We need to wait for the MediaSource to be in the open state.

mediaSource.addEventListener("sourceopen", () => {
  // The mediaSource is open and ready to receive a sourceBuffer
});

The SourceBuffer object also produces many events.

Appending real data#

We now know how to append data, but how can we retrieve data that we will send to the SourceBuffer we just created?

We will use the responseType property from the XMLHttpRequest API that tells the browser what kind of data we are waiting back.

const xhr = new XMLHttpRequest();
xhr.open("get", url);
xhr.responseType = "arraybuffer";
xhr.onload = () => {
  // append the video segment to the buffer
  sourceBuffer.appendBuffer(xhr.response);
};
xhr.send();

We set the responseType to arraybuffer, which acts like a binary javascript representation that contains the chunk of the 2-sec video segment.

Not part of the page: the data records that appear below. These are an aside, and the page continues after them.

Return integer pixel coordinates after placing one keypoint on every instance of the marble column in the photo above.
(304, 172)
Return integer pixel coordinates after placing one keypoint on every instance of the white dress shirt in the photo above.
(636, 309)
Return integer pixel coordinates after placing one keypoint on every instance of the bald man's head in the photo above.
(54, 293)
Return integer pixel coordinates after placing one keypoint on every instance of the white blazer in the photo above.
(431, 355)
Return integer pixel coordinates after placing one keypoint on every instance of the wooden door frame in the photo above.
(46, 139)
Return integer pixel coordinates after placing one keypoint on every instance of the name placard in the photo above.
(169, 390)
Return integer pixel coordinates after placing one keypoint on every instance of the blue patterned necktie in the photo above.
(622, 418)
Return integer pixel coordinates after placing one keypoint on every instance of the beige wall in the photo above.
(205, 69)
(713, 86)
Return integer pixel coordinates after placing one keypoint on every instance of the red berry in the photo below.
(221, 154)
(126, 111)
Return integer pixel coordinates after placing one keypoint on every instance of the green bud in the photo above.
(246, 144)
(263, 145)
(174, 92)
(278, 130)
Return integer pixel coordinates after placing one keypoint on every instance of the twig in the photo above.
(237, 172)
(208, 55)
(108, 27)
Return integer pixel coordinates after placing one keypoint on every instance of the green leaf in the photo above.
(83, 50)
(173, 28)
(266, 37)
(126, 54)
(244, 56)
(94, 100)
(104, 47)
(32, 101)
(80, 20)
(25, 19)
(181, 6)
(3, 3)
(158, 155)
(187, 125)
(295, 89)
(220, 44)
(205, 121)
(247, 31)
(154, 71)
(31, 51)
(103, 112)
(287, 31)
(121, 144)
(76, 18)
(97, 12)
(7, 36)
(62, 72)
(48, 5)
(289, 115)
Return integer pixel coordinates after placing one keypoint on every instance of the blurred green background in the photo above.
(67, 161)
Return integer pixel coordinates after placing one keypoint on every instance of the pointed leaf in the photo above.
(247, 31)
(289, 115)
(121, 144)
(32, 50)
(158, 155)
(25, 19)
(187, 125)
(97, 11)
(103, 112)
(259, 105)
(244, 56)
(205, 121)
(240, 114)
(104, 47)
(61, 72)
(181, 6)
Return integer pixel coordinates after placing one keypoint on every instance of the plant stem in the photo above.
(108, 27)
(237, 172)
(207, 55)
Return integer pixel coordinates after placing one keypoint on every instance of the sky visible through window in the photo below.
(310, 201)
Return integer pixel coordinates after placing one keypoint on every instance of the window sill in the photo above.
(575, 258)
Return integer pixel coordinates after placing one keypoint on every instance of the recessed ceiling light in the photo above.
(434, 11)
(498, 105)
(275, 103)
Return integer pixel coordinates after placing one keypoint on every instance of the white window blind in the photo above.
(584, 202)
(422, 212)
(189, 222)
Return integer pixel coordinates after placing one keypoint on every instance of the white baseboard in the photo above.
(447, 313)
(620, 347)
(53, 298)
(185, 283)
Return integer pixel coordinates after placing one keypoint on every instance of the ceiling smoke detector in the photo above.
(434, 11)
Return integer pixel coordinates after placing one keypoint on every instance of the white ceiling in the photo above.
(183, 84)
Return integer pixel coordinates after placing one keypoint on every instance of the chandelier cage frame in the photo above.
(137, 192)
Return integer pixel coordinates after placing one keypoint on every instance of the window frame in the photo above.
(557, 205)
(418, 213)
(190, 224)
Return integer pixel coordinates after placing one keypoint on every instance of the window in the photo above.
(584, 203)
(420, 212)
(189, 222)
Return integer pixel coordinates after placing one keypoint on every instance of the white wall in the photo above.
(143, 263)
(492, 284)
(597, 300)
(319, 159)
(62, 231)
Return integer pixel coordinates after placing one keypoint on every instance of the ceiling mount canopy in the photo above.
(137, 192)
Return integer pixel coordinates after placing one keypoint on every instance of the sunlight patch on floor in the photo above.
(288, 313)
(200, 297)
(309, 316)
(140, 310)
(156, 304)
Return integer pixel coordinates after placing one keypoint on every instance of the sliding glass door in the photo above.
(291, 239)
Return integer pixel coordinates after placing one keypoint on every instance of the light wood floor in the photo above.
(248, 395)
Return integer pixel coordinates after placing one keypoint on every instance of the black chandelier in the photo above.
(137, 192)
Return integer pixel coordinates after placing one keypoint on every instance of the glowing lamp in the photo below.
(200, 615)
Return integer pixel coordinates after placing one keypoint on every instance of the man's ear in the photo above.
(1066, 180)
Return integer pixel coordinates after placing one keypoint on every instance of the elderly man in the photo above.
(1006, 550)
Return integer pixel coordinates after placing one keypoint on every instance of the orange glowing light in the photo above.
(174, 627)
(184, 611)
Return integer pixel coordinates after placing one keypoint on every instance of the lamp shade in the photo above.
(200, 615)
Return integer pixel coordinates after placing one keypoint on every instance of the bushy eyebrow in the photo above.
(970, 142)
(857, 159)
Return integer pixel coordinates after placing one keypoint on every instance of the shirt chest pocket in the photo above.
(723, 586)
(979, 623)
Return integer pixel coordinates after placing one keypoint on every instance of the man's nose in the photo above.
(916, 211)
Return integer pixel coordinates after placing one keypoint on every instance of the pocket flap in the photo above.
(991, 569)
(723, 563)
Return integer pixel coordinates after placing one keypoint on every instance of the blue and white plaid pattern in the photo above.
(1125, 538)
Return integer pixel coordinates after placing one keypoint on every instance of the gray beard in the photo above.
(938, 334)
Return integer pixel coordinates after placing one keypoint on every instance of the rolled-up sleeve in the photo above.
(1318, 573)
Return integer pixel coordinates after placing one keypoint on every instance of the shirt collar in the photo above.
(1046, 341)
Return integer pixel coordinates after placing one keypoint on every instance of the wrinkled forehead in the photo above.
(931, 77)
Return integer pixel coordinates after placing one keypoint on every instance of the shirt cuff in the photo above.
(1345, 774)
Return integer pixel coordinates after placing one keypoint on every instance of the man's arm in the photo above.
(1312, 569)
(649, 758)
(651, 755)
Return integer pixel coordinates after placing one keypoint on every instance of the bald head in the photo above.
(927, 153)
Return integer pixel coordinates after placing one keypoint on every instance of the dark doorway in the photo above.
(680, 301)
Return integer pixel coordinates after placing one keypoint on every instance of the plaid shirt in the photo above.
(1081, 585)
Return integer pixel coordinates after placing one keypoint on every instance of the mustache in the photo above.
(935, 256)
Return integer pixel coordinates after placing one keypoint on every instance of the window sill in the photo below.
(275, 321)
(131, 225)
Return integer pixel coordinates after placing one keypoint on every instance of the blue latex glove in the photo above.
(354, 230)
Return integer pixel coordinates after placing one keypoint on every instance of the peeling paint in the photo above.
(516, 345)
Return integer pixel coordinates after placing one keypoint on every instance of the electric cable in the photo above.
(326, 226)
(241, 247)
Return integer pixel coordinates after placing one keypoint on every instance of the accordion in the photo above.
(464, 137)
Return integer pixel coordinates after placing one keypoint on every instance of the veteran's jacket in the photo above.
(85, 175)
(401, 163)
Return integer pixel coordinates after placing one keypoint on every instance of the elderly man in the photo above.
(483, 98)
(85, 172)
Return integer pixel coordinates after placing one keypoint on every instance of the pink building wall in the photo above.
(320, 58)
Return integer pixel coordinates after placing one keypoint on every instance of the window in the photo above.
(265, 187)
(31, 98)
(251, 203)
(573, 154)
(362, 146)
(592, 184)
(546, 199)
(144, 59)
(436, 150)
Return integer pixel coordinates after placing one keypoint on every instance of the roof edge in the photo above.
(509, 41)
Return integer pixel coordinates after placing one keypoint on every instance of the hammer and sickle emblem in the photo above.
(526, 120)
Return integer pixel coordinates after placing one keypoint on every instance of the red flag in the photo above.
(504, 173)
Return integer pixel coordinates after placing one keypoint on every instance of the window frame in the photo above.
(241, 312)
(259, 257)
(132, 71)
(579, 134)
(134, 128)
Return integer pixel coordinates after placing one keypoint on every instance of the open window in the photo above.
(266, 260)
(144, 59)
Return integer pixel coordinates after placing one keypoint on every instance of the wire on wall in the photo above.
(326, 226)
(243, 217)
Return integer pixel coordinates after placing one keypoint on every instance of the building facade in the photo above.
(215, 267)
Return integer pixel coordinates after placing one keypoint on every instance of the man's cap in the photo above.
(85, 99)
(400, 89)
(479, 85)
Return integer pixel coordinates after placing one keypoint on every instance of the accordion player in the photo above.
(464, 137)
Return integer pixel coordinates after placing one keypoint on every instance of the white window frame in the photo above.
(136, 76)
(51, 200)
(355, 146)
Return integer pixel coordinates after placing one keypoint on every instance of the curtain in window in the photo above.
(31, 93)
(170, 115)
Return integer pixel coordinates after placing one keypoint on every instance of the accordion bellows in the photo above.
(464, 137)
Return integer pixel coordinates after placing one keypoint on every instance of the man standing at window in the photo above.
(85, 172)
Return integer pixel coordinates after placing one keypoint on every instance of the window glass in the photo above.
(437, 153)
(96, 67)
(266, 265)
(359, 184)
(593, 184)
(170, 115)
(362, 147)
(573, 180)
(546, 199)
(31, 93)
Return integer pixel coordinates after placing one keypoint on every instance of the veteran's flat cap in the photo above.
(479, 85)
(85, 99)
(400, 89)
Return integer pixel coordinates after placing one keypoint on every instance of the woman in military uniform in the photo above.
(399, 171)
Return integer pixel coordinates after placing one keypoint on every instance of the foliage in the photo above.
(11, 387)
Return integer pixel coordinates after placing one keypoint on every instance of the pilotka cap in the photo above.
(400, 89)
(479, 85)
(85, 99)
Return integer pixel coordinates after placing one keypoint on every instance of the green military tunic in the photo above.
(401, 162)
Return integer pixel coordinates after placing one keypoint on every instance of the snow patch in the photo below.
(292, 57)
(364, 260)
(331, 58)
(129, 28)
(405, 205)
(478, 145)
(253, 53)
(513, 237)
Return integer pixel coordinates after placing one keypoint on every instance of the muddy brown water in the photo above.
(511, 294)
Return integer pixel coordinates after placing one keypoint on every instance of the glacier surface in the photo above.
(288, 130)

Once we request that data from the server, we can insert it inside the SourceBuffer object we created.

Conclusion

Video on the web has almost always been part of the internet since 1993 and the first live streaming concert. Since then, video has gained more and more traction until reaching incredible milestones for specific companies that created their business around videos. For instance, in 2018, according to research from bandwidth management company Sandvine, Netflix occupied 15% of the worldwide internet traffic. There is also the mastodon of video on the internet, which is youtube, with more than 1 billion hours of content being watched worldwide every day on Youtube.

From those success stories, the technical handling of video on the internet has gained interest. So many of those actors gathered to create new technologies of distribution to make it easier and less frustrating for users to consume video on the web.

Hence MSE has evolved to be more supported across the different browsers and platforms. This blog article acts as an introduction to how prominent actors handle video on the web. However, video is more complex than we think, as many factors should be considered.

For instance, a company-grade video client will consider handling Adaptive bitrate streaming that consists of presenting to the user the best quality possible depending on his internet debit to avoid any potential stall that will make the viewing experience frustrating.

On the other hand, most of the tv shows you are viewing on the internet are protected by a robust encryption schema to avoid being hacked and distributed illegally; hence a client application will consider handling that part as well.

Those subjects could be part of a dedicated article as they are complex and extensive.

I hope you liked that article, don’t hesitate to give feedback.